Love & Pop aborde une forme de prostitution propre au Japon, dont Murakami avait déjà fait le sujet troublant de son film Tokyo Decadence. Par l'intermédiaire des messageries téléphoniques, de jeunes lycéennes acceptent des rendez-vous avec des inconnus pour pouvoir s'acheter des produits de marque. Le roman raconte la journée d'une jeune fille qui, désirant absolument s'offrir une topaze impériale, accepte coup sur coup, deux rendez-vous avec des hommes. Mais les rencontres ne vont pas se passer comme elle l'avait prévu. « La littérature n'a que faire des questions de moralité », dit Murakami, qui a construit son roman à la manière d'une œuvre d'Andy Warhol, en fondant dans la narration des bribes de conversations, d'émissions de radio ou de télévision, des litanies de marques, de titres de films ou de paroles de chansons à la mode. Comme un bruit de fond faisant soudain irruption au premier plan pour saturer le sens de ces rencontres qui ouvrent sur toutes les possibilités de l'humain. Tandis qu'une violence latente se fait de plus en plus pressante et précise. 
 
« Eh bien....alors.
Oui, je prends votre commande.
Euh...alors un super Vanilla Shake.
Un super Vanilla Shake.
Un seul, s'il vous plaît.
Entendu, alors cela vous fait exactement 206 yens. Un instant, s'il vous plaît. Pardon de vous avoir fait attendre, voici votre ticket.
Oui.
Voici votre ticket, cela vous fera très exactement 206 yens. Merci beaucoup.
Un Ice Tea, small size.
Oui, vous le préférez au citron ou au lait ?
Au sirop de gomme seulement.
Oui, entendu. Cela fait 155 yens. Un instant, s'il vous plaît. Voilà, pardon pour l'attente. Oui. Vous me donnez 1000 yens et 5 yens. Je vous rends 850 yens. Merci infiniment. Bienvenue. Oui. Je vous en prie, dès que vous aurez décidé de votre commande, je vous en prie. Bienvenue. »

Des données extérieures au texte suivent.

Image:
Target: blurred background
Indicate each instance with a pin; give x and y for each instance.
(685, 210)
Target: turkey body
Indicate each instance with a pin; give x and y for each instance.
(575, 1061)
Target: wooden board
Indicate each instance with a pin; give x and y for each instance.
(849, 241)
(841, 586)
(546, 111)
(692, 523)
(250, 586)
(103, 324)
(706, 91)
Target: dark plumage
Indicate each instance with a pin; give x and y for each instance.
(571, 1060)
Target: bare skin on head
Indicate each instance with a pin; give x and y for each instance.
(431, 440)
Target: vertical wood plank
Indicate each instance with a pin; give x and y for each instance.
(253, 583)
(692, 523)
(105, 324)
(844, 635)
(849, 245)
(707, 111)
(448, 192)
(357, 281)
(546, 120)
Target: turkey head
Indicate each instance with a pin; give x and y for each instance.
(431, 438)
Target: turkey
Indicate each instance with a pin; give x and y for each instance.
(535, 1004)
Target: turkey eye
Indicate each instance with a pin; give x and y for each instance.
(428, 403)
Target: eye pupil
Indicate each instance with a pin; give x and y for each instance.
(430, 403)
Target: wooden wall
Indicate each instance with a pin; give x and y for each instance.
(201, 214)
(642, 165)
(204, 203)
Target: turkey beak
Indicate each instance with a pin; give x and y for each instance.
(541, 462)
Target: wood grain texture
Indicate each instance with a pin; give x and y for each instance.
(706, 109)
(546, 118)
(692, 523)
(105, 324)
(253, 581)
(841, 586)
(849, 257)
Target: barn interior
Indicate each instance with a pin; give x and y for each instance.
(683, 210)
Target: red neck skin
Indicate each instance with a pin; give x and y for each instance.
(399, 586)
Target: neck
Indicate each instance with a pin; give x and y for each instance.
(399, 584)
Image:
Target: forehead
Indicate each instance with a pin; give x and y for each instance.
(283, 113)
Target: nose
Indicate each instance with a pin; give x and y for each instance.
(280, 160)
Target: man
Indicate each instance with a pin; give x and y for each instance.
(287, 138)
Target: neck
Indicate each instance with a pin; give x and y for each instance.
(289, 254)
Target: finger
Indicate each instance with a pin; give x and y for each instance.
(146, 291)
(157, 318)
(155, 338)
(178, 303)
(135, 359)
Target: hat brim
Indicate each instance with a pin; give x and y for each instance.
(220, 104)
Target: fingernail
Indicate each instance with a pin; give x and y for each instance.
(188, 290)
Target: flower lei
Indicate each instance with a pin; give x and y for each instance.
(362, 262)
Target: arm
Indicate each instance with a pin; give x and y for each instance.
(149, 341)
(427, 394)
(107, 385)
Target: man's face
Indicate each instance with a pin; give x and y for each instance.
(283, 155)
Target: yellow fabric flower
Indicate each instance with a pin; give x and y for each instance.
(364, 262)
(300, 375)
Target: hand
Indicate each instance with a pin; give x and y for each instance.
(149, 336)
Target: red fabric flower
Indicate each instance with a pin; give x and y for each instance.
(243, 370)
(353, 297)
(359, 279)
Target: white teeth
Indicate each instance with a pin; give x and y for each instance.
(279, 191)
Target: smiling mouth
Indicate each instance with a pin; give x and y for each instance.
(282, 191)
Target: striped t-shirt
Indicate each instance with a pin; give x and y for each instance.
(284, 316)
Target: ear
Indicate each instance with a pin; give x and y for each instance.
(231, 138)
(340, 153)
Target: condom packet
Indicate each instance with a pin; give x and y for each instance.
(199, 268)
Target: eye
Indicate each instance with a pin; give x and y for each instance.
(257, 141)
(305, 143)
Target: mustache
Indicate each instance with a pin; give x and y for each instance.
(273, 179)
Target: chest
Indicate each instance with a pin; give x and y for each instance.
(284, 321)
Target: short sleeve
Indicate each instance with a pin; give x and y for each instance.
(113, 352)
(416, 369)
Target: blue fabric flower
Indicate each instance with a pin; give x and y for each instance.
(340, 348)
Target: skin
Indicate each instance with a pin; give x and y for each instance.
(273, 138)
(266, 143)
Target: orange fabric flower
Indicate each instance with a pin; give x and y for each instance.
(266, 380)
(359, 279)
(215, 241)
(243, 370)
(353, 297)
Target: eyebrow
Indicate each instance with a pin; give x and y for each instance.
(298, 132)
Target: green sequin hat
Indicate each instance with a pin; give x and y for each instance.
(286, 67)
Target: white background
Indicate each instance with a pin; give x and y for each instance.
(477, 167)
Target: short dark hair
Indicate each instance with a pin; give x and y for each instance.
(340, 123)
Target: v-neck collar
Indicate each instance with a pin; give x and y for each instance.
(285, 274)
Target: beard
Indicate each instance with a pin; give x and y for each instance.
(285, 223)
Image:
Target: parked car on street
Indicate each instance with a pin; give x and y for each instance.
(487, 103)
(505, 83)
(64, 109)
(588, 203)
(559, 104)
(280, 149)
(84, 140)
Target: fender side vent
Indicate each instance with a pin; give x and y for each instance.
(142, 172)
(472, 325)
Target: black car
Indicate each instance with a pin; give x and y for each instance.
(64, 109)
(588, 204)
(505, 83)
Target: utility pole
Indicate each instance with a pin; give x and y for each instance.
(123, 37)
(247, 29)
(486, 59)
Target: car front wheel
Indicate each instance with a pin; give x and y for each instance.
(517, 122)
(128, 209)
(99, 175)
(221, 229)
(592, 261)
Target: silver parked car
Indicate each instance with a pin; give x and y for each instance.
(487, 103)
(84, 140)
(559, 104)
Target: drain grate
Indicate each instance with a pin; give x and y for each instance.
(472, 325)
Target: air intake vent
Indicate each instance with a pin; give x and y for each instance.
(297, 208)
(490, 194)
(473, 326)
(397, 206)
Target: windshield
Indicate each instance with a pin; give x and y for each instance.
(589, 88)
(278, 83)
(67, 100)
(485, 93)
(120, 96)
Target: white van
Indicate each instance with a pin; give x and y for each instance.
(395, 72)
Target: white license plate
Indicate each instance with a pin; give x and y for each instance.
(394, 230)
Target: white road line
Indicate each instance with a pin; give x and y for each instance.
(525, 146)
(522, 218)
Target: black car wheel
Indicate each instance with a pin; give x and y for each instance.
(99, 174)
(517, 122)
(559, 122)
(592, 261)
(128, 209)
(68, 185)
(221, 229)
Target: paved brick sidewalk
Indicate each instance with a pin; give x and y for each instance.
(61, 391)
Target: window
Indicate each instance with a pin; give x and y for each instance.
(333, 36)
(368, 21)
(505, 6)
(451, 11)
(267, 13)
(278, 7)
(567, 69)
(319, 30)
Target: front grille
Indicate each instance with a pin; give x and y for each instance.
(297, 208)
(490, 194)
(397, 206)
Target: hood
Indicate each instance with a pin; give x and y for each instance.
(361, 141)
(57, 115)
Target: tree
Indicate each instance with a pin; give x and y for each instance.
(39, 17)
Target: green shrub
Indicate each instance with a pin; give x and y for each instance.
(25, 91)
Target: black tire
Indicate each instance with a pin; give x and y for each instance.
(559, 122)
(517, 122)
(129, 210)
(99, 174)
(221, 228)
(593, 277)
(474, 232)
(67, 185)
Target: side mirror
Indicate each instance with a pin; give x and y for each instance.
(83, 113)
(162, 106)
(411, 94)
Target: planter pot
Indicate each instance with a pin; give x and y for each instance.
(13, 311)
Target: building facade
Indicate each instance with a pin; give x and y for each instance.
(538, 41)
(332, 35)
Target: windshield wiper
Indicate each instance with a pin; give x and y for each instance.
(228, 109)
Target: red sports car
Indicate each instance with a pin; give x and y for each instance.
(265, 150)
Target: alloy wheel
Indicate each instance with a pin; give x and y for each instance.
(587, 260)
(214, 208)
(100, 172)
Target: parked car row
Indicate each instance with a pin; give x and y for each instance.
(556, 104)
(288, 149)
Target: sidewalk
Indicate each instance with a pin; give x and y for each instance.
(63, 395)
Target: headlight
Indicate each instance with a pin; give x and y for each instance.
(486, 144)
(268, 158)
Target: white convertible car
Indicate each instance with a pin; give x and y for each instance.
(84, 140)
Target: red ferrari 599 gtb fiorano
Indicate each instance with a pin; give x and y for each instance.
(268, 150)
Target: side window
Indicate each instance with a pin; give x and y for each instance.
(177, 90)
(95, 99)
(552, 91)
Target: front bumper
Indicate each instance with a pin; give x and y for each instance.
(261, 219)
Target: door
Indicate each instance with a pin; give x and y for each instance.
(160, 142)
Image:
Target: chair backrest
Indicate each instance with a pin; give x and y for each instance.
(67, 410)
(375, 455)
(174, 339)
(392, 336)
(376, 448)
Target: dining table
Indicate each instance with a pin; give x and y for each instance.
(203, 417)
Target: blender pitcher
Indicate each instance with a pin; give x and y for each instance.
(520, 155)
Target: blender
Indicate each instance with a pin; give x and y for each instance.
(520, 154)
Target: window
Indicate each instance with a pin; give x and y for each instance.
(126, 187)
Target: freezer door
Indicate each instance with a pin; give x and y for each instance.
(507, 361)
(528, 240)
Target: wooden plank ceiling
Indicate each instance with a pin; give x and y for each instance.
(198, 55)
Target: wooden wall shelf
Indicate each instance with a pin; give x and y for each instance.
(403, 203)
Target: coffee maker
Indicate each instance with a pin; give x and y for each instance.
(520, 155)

« J'ai décidé de me procurer cette bague. Les choses que l'ont croit importantes ont tendance à s'effacer si facilement lorsqu'on se lève et regarde la télé, écoute la radio, feuillette un magazine ou parle avec quelqu'un. »

« Quand bien même tomberais-tu à genoux devant moi et me demanderais-tu en versant des larmes de tout oublier, jamais je ne reviendrais vers toi. D'amour, je n'ai plus besoin, l'amour m'a ligotée et je ne peux plus bouger. Ces mots innocents me blessent, les jours sans amour sont des jours de liberté, personne ne me fera de reproches et pourtant, si tu ouvrais maintenant cette porte, je ne sais pas ce que je ferais, peut-être passerais-je à ton côté et m'enfuirais-je, dans de profondes profondes profondes ténèbres, je repense à cet amour : oubliés les nuits sans sommeil et les jours de pluie. Quand elle eut terminé de chanter, Noda Chisa et Kakegawa se serrèrent la main. »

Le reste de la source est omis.